Yee of little faith. My last diesel car is still going strong with its new owner, just passed 16 years old and coming up to 200k miles. Stuffed full of electronics. Some of the peripheral sensors fail and get replaced. The ECU has just sat there in the nasty, hot, noisy engine bay and has plodded on with zero problems. I suspect it will outlast most of the moving parts.
Electric cars herald a dramatic reduction in the number of electronic control units, sensor and actuators required to make a car work.
The self driving car does not add any requirements to the actuators within an electric car, it simply uses the regenerative and hydraulic breaking that is already electrically sequenced and controlled, and it simply uses the electric power steering that is already present. There is no need for physical linkages to a throttle or gear box or clutch. They are going to need a new suite of electronic sensors, one imagines these being relatively standardised modules that can be swapped with little more difficulty than a lot of current sensors etc. If they can get away with just SONAR and cameras you're talking devices so cheap they're built into car bumpers and disposable cameras. If they end up needing LIDAR or RADAR it's going to take more work to bring the cost down.
One of the main causes of electronics and sensor failures in cars is the harsh environment they have to operate in, resulting from the combustion engine. That's all going to go the way of the dodo.
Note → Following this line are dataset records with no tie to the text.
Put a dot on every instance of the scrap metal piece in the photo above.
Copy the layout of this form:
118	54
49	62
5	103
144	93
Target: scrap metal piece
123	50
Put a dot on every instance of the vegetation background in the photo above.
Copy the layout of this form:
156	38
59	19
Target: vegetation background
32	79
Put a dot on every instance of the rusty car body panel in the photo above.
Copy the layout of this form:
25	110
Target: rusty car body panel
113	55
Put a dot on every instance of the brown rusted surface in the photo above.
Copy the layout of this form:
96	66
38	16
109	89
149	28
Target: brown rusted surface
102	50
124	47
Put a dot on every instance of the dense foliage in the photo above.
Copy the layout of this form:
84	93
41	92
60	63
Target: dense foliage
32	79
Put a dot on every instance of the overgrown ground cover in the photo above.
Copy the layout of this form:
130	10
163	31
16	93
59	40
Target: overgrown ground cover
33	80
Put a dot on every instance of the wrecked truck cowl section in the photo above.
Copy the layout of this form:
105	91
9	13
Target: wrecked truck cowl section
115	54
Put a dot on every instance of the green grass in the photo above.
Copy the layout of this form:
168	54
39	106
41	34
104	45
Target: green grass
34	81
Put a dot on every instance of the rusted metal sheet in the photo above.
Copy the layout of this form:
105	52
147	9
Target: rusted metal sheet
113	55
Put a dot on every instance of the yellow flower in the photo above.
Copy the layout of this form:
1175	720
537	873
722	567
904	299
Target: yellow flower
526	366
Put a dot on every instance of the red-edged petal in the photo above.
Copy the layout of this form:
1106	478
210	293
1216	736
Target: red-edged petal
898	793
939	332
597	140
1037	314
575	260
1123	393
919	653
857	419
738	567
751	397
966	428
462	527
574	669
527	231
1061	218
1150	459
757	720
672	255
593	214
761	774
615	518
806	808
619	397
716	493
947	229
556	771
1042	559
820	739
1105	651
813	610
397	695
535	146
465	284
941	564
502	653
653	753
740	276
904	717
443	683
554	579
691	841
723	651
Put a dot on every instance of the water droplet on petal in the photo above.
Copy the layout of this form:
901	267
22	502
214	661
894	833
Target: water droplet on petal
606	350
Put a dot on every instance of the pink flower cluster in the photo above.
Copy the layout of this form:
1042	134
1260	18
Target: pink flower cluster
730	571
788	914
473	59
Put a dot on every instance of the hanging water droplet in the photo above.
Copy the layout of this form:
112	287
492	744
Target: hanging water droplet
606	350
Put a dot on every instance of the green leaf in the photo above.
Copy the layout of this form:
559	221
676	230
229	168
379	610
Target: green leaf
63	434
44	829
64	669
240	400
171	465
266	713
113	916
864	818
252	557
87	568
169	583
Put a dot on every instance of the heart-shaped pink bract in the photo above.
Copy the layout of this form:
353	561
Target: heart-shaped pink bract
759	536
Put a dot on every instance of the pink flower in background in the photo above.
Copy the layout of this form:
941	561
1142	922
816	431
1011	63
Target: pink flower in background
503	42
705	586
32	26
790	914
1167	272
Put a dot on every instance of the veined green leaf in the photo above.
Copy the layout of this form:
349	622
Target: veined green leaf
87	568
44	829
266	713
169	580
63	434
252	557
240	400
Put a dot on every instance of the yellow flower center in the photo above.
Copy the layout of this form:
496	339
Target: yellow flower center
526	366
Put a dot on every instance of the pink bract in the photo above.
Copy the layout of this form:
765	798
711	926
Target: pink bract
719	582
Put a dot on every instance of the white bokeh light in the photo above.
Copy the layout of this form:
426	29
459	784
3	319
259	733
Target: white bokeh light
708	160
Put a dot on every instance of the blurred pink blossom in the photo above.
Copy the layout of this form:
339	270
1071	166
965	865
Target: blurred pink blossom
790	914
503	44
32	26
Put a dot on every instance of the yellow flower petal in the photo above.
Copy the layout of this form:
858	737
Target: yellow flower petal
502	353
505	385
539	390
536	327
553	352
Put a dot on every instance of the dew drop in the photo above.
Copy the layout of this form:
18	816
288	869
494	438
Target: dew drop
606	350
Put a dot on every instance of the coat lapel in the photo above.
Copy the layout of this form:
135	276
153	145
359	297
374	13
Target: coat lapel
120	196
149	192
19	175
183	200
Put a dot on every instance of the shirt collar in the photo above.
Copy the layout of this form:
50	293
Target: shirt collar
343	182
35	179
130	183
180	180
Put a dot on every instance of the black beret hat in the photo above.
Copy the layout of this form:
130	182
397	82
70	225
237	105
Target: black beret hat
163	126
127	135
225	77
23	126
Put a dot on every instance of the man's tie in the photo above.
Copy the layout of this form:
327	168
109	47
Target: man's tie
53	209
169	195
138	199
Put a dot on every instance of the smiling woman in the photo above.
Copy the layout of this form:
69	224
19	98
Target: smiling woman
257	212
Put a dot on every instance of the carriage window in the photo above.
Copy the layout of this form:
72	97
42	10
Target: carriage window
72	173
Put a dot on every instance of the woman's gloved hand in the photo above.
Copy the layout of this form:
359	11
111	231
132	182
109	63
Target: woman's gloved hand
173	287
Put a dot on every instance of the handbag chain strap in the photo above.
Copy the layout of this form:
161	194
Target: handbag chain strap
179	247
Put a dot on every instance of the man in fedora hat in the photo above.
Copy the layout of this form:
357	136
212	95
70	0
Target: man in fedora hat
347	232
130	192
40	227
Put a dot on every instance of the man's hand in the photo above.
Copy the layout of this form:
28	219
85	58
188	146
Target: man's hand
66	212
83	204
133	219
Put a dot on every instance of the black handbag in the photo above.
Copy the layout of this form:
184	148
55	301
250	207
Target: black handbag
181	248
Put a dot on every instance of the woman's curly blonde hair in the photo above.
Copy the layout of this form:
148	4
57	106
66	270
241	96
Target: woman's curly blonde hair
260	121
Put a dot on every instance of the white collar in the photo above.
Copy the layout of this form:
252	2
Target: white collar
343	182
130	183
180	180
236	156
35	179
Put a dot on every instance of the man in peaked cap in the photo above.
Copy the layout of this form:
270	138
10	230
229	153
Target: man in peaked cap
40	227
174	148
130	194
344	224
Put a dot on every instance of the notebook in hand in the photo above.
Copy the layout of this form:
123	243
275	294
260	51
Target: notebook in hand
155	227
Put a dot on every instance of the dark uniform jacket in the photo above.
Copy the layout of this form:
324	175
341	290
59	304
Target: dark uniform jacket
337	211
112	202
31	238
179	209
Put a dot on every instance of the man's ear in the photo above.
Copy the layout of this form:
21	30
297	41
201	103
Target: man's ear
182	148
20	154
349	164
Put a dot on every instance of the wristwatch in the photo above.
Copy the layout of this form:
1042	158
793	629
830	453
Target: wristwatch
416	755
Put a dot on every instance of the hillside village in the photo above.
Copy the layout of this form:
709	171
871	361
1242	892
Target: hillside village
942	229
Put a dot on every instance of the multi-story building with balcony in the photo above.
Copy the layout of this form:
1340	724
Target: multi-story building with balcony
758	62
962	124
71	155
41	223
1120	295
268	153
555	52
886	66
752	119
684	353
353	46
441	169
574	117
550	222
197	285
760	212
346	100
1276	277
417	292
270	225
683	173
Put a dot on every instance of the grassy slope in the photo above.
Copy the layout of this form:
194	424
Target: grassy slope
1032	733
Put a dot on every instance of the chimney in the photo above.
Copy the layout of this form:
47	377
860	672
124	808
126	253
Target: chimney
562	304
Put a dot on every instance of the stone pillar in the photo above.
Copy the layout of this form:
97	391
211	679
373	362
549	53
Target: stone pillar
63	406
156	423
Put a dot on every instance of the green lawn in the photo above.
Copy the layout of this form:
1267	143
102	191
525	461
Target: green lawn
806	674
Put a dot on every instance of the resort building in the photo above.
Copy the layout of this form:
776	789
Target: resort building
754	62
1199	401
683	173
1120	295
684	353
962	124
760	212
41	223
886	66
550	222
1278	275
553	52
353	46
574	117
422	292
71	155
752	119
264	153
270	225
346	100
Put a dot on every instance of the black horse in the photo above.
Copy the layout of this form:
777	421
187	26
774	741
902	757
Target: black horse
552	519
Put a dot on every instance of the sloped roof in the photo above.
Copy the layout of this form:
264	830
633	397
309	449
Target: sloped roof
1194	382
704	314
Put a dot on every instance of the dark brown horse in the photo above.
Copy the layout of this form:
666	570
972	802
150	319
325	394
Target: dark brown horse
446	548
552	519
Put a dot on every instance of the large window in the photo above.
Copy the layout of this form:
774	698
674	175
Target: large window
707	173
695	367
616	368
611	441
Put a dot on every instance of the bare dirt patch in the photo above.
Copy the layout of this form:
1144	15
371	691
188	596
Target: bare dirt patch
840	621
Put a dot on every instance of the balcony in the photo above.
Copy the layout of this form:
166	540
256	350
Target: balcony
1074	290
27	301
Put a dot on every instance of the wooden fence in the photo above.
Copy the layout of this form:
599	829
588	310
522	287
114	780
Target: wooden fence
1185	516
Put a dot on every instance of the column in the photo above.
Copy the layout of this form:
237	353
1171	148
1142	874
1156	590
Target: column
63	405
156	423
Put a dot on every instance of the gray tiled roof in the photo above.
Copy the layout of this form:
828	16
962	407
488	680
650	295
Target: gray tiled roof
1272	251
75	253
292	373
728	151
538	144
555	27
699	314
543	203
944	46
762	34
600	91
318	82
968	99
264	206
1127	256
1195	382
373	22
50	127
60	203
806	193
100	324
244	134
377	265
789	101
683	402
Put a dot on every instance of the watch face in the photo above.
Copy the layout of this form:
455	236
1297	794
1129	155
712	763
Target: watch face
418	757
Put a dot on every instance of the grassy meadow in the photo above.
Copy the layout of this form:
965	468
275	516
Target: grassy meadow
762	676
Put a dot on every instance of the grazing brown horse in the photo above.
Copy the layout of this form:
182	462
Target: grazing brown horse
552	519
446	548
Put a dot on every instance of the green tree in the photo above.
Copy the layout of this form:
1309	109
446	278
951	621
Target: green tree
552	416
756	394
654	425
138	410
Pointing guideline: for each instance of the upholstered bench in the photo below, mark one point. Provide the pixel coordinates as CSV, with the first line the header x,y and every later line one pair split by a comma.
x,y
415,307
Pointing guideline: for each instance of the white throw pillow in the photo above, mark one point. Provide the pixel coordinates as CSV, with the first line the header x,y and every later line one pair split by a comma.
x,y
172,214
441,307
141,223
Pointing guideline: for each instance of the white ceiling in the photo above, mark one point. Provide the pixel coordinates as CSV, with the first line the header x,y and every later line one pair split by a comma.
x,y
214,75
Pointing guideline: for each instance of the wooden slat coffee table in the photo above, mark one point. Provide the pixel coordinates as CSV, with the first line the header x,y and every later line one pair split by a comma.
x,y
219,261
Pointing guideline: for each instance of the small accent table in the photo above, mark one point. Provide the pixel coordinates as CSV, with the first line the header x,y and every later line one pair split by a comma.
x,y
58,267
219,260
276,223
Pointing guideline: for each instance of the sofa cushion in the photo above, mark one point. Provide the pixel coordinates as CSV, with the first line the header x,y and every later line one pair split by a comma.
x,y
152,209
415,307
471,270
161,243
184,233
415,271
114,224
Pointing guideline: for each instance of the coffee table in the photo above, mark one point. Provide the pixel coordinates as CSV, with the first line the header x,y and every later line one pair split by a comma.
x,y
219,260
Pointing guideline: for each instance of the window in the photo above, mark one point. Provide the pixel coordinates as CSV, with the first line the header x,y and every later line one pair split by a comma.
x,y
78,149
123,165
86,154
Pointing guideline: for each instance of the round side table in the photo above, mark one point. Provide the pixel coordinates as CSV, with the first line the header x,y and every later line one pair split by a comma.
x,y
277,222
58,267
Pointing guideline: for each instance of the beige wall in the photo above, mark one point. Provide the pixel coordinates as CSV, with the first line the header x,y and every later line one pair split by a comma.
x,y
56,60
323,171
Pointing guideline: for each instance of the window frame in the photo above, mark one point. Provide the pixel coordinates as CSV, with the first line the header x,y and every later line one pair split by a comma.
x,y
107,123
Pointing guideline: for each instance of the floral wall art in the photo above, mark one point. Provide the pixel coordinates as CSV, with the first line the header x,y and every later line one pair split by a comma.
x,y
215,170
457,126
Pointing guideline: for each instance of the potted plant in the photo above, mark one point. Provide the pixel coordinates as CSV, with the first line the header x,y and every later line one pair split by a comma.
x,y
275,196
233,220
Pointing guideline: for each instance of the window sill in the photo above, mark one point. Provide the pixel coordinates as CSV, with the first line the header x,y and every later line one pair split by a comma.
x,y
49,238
No doubt it will take time for these things to trickle down to the low cost end of the 2nd hand market, but I don't see why they won't. I can go down to a breakers yard and get all sorts of electronic control modules and so on. An electronic module in my car failed last week. I had it out in ten minutes and a compatible one off e-bay was in the hole 3 days later for £12. There are problems with the injectors on some high performance common rail diesels being coded to specific engines, but there are also reasons and these go away with electric cars.
My thoughts are almost opposite to yours, but just as bad for the cheap 2nd hand market. Looking at the bare essentials of the Tesla Model-S in the London showroom you realise just how much less maintenance there is going to be with electric cars - no water system, no oil system, no fuel system, likely to be lifetime breaks (most breaking is by the motor/generator), no clutch, no drive belts, no cam belt, the list goes on. If cars don't need as much maintenance half the driving force of the
insane depreciation surrounding car ownership goes away as they become longer lasting assets. Not such good news for buying old clunkers.
Edit: But yes, it's going to be a long time before they've trickled down to the sub £1000 end of the market. Then again, what did your car cost when new?